Abstract :
[fr] Édouard Louis est l'auteur de trois textes prenant pour sujet divers épisodes de sa vie : "En finir avec Eddy Bellegueule" décrit et questionne son enfance difficile dans un village déshérité de Picardie où le petit Eddy souffre de l'homophobie de son milieu ; "Histoire de la violence" retrace un viol et une tentative de meurtre subis par l'auteur en 2013, et interroge les origines de ces actes de violence ; "Qui a tué mon père", enfin, s'attache à une description plus précise de sa relation à son père, ainsi qu'à une dénonciation des décisions politiques ayant conduit à son déclin physique.
L'écriture, et plus précisément l'écriture de soi, est ainsi associée chez Édouard Louis à une recherche de vérité et de sens, à un besoin de décrypter les événements vécus. Il s'agit également de formuler un engagement plus vaste que le « moi », d'attirer l'attention sur une catégorie de la population française qui n'est pas reconnue par les discours dominants et qui souffre de cet abandon de la part de la classe politique. Édouard Louis propose ainsi des textes où l'intime est toujours étroitement et indissociablement mêlé au politique.
Alors que cet engagement est généralement analysé à la lumière de la sociologie bourdieusienne, intertexte évident de l'écriture d'Édouard Louis, cet article questionne la place du genre dans cette production, qui gagne à être lue dans une perspective queer.

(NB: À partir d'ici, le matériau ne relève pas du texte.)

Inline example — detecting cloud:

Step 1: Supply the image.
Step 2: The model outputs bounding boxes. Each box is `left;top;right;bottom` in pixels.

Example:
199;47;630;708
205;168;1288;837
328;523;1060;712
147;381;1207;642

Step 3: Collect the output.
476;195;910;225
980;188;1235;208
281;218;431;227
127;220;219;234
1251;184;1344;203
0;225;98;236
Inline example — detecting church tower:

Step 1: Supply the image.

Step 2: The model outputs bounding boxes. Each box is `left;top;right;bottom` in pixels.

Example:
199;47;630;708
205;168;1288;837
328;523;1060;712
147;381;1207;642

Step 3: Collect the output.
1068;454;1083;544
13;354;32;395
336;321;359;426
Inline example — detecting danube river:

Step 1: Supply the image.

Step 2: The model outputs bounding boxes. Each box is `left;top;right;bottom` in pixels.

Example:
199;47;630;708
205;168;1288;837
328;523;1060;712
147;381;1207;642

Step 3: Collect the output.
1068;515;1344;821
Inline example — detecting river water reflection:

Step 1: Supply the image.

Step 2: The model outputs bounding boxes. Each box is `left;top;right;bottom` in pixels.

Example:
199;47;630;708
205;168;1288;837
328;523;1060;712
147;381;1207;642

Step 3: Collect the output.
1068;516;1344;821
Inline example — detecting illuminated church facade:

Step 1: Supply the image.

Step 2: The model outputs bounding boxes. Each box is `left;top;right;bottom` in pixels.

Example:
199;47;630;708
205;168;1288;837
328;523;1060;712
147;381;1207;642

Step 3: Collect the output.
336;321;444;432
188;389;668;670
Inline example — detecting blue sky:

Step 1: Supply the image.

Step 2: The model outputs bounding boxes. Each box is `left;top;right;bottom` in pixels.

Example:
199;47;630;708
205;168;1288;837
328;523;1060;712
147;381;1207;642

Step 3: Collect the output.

L'objectif en est moins de faire une analyse queer de la production de Louis, qui permettrait de questionner sa représentation du genre et de la sexualité, que de montrer en quoi le geste d'écriture de cet auteur est informé par les études queer ; autrement dit, en quoi Edouard Louis lui-même fait une analyse queer de sa propre existence. Ce dispositif d'écriture de soi par l'assimilation de concepts critiques queer (tels que la performativité du genre, le spectacle du « placard de verre » et l'étroite cohésion entre intime et politique) est constant dans sa production, qui semble se poser inlassablement, de livre en livre, la même question : celle de la reprise de contrôle sur des discours dominants et violents qui condamnent les opprimés à subir et reproduire sans le savoir leurs oppressions, parfois multiples.